His eyes did that haunted thing I’d seen once before. “Training.”
I put my hands on the counter and leaned in. “You know all this stuff about me. All the unflattering past crap. Tell me something about you, Rhys. You seem to have a grip on why I am the way I am and have no issue pointing it out. Why are you the way you are?”
His face was like stone. Challenging. But I didn’t look away.
“What did you do for the military?” I asked.
“My unit was stationed in Afghanistan working with locals to gain intel on the Taliban.”
Now I felt like the one with a face made a stone, but for a totally different reason. I couldn’t move. Couldn’t begin to even think right. I wasn’t expecting that kind of answer. He was sharing something true about himself with me. By choice. It made me feel . . . special.
“So you were like GI Joe?” I asked.
“Sort of. These people were looking for a way out. Many of them just trying to survive, keep their families alive while their town was being overrun by the Taliban. It took a while to gain their trust, but eventually we started making progress. They’d gather information, let us know where the newest attack was going and tell us so we could go in before they planted any more IEDs.”
“Jesus,” I whispered.
Rhys had said he’d been there a long time. Must have made friends with some of these people. One thing I’d be wanting to ask about, that stood out, was the shrapnel scars. But before I could, he rose and put his cup in the sink.
“Now you know a bit about me and you’re right, we’re even.” He walked past the table and toward the bathroom. “I’m going to shower,” he said, shutting the door and shutting off from the conversation as if it never happened.
I looked down at my food, feeling more lost than ever before.

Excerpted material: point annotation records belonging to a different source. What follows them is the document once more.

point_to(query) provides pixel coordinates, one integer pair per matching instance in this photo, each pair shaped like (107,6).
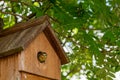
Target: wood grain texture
(29,62)
(16,42)
(29,76)
(9,68)
(56,44)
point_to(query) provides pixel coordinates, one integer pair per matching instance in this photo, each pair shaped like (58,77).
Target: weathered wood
(29,76)
(29,63)
(17,38)
(16,42)
(9,68)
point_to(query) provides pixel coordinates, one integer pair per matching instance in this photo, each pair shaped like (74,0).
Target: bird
(1,24)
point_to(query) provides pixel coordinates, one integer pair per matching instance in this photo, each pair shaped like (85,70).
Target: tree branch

Maybe it was time to try a different approach. What I was currently doing involved a hell of a lot of denial and fibbing, mostly to Rhys and myself, about certain feelings I was having. I was trying to keep things surface or at least pretend I didn’t like Rhys the way I did. But he had just opened up and let me see a part of himself. Of his past. A difficult past, it would seem. If he could be honest, maybe it was time I tried it too.

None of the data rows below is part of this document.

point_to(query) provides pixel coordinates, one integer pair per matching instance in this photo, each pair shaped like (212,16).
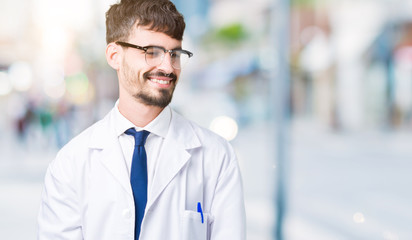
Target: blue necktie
(138,176)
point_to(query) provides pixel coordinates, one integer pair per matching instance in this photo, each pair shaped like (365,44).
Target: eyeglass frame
(145,48)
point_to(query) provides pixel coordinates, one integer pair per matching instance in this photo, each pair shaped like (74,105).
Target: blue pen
(199,210)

Placing my hands on the table, I closed my eyes for a moment and tried to relax. Megan had tried to get me to meditate back when I first moved in. The woman was obsessed with breathing and attacking things logically. Guess it couldn’t hurt to give it a try.
Deep breath . . .
I cleared all my thoughts away. Thoughts of the past, of all the issues that currently surrounded me. Tried to even erase the fact that Rhys and I were brought up so differently. My eyes shot open.

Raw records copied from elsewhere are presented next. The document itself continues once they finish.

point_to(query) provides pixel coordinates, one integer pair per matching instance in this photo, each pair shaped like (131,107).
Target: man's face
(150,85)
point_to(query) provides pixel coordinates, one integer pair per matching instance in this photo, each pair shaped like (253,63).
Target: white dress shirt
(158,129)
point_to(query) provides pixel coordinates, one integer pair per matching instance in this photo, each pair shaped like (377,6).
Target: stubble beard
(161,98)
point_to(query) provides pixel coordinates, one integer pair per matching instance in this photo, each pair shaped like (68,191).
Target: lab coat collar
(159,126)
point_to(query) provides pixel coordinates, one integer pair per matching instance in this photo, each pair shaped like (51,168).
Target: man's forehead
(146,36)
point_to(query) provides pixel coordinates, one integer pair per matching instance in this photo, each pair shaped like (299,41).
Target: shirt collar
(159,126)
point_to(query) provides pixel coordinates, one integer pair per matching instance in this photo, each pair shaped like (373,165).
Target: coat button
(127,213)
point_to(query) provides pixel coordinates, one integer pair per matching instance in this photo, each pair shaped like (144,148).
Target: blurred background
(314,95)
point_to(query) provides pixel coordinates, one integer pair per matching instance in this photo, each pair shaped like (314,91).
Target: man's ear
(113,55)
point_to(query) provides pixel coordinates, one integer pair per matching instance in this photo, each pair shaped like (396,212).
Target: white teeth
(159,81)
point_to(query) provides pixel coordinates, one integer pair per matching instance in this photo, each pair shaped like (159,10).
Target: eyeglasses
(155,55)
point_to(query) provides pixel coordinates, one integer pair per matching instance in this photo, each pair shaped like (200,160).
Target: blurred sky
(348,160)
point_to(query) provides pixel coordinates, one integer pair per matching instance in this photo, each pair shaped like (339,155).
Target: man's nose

Though the path to adulthood was light years apart, maybe the final product of us being adults wasn’t so different. I had caught a glimpse of how we dealt with things similarly at the diner. This whole time I’d been asking myself how Rhys was able to read me the way he did? Why did I respond to him in a way I never responded to another? Why was there a connection between us and why was I drawn to him?
Though he didn’t dish details about being overseas, the look on his face and tone of his voice spoke volumes. Rhys had seen some things, likely done some things, that changed a person. He obviously understood loss, fear, fighting against things unseen. Fighting to stay alive. Just fighting to keep your sanity in the hope that one day things will be better. Maybe that’s what we related to in each other.
I closed my eyes once more and focused on my breathing. If Megan could see me now . . . I could almost hear her saying, “When you focus on breathing and empty your mind, you can see things you missed before.”
Desperation must be setting in if I was finally giving in to this.
Deep inhale.
And out.
I tried to watch it melt away. My past. Rhys’s past. All the unanswered questions. Where we were and why. I pictured him and me in a white room. Just us. Looking up at him, seeing only his thundering eyes, I asked myself a simple question: Do I want this man?
The answer came quickly and was as simple as the question. I stood up, and marched toward the bathroom.
“Yes!” I said loudly throwing open the door.
“What?” Rhys asked from beneath the spray of the shower.
“I said . . .” I tugged the curtain open, which surprised him a little, stepped into the stall, not caring that I was fully clothed and faced him. “Yes.”